Greendale — People who ride the bus to Southridge Mall will face changes Nov. 1. Four routes that serve Southridge will no longer stop near the Sears store, and Freeway Flyer service to Southridge will be discontinued.
Milwaukee County Transit System buses will no longer be allowed to layover on Southridge property. The four routes (14, 55, 64 and 76) that currently stop near Sears will now drop off and pick up passengers at the park-and-ride area near Edgerton Avenue, northeast of the mall. This is the area where the Route 46 Freeway Flyer route currently begins and ends.
Southridge's new policy takes effect Friday, Nov. 1.
"We'd rather keep stops closer to the mall because it better serves customers," MCTS spokeswoman Jackie Janz said. "Route 46 will not be stopping at Southridge. We are working diligently to identify the best routing alternative. It appears it will make stops along 76th Street. Unfortunately there is no clear-cut solution for this route. We will be updating customers ... as soon as the changes are solidified."
Southridge General Manager Mary Mokwa said buses operated from the park-and-ride lot during weekends in summer 2012, when part of the parking lot had been rented by Harley-Davidson. She said Southridge's new policy mainly stems from safety concerns about buses operating on roadways heavily used by delivery trucks and people walking to and from parked cars.
"We're trying to solve a safety problem for all our shoppers," Mokwa said. "I believe this is going to create a safer environment for all Southridge shoppers."
Asked if there had been serious accidents involving buses at Southridge, Mokwa said there had been "some very close calls. I've gotten calls from customers, employees and store managers (who) feel unsafe."
Under the Southridge plan, there will be a yellow-striped walkway to designate the path from the new bus stop to the nearest mall entrance. Transit Plus vehicles for those with disabilities will continue to drop off and pick up riders at the present stop.
"If anyone needs assistance, they will be able to call security and be provided whatever assistance they need," Mokwa added.
Don Natzke, director of the Milwaukee County Office for Persons with Disabilities, was critical of Southridge's move.
"Rendering a bus stop far less accessible flies in the face of the Americans with Disabilities Act, and inclusion," he said. "You've got low-wage retail workers using the bus; this is making it more difficult for them."

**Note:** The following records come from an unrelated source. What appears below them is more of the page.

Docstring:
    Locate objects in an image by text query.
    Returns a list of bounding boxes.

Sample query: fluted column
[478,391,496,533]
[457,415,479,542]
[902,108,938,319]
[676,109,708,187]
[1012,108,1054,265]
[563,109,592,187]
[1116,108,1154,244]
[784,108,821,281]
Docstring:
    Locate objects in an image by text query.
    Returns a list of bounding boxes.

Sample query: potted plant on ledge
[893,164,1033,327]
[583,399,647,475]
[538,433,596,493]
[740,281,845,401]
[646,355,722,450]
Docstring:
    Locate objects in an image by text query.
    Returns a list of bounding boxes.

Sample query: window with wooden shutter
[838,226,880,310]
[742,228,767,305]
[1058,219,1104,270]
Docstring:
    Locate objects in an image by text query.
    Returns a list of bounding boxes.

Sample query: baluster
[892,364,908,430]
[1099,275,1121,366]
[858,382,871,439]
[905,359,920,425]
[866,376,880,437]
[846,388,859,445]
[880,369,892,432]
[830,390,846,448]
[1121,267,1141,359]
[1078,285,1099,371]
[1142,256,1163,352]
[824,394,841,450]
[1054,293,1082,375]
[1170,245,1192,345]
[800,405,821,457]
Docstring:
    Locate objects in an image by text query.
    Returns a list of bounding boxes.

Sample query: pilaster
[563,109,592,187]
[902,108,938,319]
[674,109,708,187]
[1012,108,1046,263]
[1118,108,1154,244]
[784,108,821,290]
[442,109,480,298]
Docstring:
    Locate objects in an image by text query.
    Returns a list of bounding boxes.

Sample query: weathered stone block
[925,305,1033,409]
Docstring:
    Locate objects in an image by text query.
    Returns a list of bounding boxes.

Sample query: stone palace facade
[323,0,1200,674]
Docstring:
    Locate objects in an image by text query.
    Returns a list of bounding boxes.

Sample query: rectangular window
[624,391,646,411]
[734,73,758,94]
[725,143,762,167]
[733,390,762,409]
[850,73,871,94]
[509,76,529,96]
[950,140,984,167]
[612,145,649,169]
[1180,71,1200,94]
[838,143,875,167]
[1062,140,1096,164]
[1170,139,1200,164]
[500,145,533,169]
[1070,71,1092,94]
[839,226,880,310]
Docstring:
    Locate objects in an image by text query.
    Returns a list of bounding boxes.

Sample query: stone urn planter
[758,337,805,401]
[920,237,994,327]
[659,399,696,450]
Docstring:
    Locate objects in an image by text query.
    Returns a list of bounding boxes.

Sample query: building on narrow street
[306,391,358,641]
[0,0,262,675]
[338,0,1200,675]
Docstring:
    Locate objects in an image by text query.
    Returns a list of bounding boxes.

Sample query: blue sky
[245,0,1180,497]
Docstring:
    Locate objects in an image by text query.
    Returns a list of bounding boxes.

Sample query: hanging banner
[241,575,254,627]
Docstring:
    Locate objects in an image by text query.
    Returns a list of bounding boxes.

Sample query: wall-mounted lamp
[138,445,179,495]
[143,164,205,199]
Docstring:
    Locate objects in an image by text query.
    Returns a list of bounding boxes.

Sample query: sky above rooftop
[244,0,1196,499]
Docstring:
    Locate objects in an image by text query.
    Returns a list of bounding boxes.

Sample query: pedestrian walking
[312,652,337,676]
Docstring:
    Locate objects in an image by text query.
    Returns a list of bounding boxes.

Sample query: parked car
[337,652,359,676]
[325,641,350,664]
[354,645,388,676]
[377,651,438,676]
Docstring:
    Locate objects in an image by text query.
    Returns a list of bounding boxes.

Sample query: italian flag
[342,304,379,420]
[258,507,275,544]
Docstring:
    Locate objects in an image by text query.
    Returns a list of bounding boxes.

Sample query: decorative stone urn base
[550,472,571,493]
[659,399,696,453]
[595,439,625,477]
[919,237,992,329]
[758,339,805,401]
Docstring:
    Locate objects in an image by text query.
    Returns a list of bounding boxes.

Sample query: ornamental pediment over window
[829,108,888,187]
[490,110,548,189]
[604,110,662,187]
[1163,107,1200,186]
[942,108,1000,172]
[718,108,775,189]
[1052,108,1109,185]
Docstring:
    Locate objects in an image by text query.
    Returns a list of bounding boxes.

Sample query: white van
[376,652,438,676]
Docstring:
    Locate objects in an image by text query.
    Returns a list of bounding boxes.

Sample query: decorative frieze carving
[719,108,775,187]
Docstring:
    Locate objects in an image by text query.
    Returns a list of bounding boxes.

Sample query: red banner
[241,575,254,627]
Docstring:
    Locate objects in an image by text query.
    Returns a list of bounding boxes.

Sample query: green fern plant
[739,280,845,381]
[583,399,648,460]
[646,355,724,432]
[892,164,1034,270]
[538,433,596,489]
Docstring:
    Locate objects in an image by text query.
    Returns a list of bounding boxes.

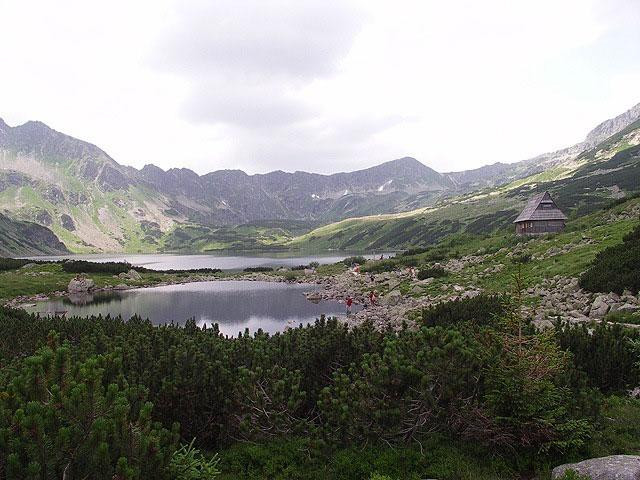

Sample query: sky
[0,0,640,174]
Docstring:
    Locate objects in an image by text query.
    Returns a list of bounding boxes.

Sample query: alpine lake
[23,253,376,336]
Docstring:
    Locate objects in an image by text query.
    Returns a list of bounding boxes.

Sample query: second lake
[25,280,355,336]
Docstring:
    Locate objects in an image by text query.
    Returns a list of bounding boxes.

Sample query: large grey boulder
[381,290,402,305]
[551,455,640,480]
[67,277,96,295]
[589,295,609,318]
[127,268,142,281]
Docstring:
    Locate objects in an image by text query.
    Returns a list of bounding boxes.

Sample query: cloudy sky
[0,0,640,173]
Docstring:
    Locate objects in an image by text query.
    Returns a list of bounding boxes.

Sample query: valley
[0,106,640,254]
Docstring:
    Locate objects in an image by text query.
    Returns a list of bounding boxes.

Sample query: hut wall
[516,220,564,235]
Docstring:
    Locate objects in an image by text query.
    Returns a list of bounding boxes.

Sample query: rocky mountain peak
[584,103,640,148]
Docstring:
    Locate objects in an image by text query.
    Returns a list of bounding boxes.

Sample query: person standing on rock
[345,295,353,315]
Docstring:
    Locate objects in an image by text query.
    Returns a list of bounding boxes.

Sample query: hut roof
[513,192,567,223]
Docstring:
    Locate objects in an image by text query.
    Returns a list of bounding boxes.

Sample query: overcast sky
[0,0,640,173]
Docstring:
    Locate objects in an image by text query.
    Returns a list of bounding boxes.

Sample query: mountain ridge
[0,99,640,251]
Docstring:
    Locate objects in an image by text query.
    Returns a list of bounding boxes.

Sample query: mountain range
[0,104,640,254]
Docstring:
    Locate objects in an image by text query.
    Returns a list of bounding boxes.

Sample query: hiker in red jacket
[346,295,353,315]
[369,290,376,307]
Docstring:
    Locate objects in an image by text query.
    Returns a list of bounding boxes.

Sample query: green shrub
[604,312,640,325]
[422,294,505,327]
[62,260,147,275]
[169,438,220,480]
[555,323,640,393]
[580,225,640,294]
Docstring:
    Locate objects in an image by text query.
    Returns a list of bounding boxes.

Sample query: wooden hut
[513,192,567,235]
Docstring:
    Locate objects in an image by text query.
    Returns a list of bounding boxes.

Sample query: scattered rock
[551,455,640,480]
[67,277,96,295]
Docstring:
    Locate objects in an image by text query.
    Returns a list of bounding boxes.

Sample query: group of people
[344,290,378,315]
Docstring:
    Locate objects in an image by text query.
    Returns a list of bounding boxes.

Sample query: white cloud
[0,0,640,173]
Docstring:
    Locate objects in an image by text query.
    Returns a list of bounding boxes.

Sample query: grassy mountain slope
[0,214,69,257]
[0,101,640,252]
[291,121,640,249]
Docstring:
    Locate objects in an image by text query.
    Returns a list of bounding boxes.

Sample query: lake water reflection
[27,280,356,335]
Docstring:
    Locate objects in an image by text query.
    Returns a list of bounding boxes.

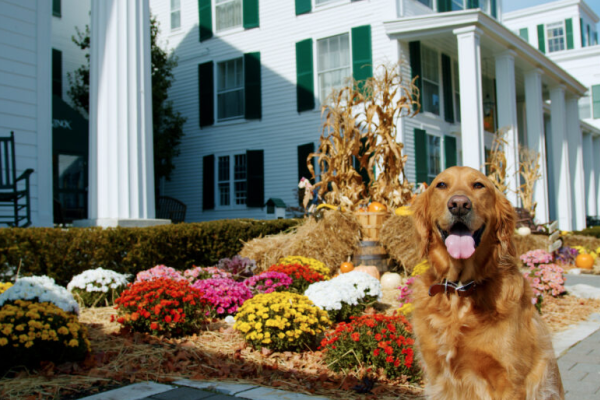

"They plan to impose this in the heart of the holiday shopping season," he continued. "I'm hoping businesses at the mall aren't backing mall management, and will work toward a solution."
A trend at malls
Bus access to privately owned malls has been an issue in several states. In August, shopping centers in Brookfield, Brown Deer and West Allis managed by Developers Diversified Realty removed county bus stops from those properties. Natzke said several malls in the Pittsburgh area owned by Southridge's owner, Simon Property Group of Indianapolis, have been criticized for moving bus stops to the outer edges of parking lots.
Asked if Simon has a corporate policy on bus access to its malls, Mokwa said, "I think it's a mall-by-mall, case-by-case issue."
Kieth Crum of the Milwaukee Transit Riders Union, which advocates for bus service, said he was "disappointed, but not surprised by Southridge management's actions. We feel the motivation is all about keeping bus riders away from the mall. This relocation disproportionately impacts persons who may have trouble crossing a parking lot for a long distance, including the elderly, persons with disabilities and families with small children.
"Bus riders are not Southridge's enemy. We are Southridge's customers and employees."
Mokwa said that "people are getting the wrong impression, that we don't want bus riders. That's simply not true. Bus riders are welcome. If they have ambulatory issues, that's what Transit Plus is for."
Layover location unknown
Left undetermined so far is where the displaced buses will layover. Mokwa said the village of Greendale has worked with Southridge on the issue, and has proposed creating a layover area along Grange Avenue, just south of the mall and adjacent to an elderly housing development.
Janz of MCTS said the Grange Avenue proposal is under consideration. She added that temporary layover arrangements may be made until Dec. 1, when the transit system is scheduled to make a seasonal round of schedule changes.
"We're still working out details," she said. "We might be using 76th Street. We ask customers to bear with us."